It has become increasingly apparent that some kind of financial bailout will be needed, and soon, to get the nation’s credit markets, indeed the entire global economy, functioning smoothly again. The recent stock market gyrations — Friday’s sharp rally as word of a rescue package surfaced, followed by Monday’s drubbing as it encountered resistance — not to mention the roller coaster response by the dollar and oil, make this clear enough. But crisis or not, Congress can’t simply trust Treasury Secretary Henry Paulson to hand out $700 billion as he and Federal Reserve Chairman Ben Bernanke see fit. That would compound the mistake that created the near-meltdown — a dearth of regulations to rein in an overly greedy financial industry.
Regulation and oversight is needed to ensure that the right people (e.g. overextended homeowners) get help, that the people (e.g. financial executives) who created the crisis don’t end up profiting from the bailout, and that taxpayers get something in return for the enormous risk they’re being asked to assume.
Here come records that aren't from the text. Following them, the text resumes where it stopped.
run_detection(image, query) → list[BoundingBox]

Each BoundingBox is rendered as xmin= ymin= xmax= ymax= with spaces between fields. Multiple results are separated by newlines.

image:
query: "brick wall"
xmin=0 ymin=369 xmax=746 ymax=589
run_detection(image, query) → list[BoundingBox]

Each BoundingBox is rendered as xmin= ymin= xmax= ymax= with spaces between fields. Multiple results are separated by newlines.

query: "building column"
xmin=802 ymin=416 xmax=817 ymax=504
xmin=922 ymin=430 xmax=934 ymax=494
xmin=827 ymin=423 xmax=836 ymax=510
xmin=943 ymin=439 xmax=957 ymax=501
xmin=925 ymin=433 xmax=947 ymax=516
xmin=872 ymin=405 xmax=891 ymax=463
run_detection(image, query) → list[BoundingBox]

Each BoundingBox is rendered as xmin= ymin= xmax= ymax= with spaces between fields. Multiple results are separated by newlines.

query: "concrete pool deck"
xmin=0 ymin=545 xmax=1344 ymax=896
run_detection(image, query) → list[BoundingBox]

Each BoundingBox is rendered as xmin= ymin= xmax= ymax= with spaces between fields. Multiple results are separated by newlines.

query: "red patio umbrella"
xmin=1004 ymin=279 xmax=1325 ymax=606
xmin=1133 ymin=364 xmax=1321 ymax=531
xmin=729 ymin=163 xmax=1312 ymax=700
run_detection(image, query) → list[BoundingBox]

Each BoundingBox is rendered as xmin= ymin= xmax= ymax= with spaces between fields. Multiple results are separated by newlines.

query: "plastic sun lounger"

It is almost unbelievable that free marketeers like Paulson, Bernanke and President Bush are suddenly so willing — so anxious — to intervene on behalf of an industry whose problems are so largely of their own making. Presumably that speaks to the seriousness of the problem. And while the need for a fix is unquestionably urgent, it is as much Congress’ responsibility to come up with one as it is the administration whose lack of attention fueled the mess in the first place.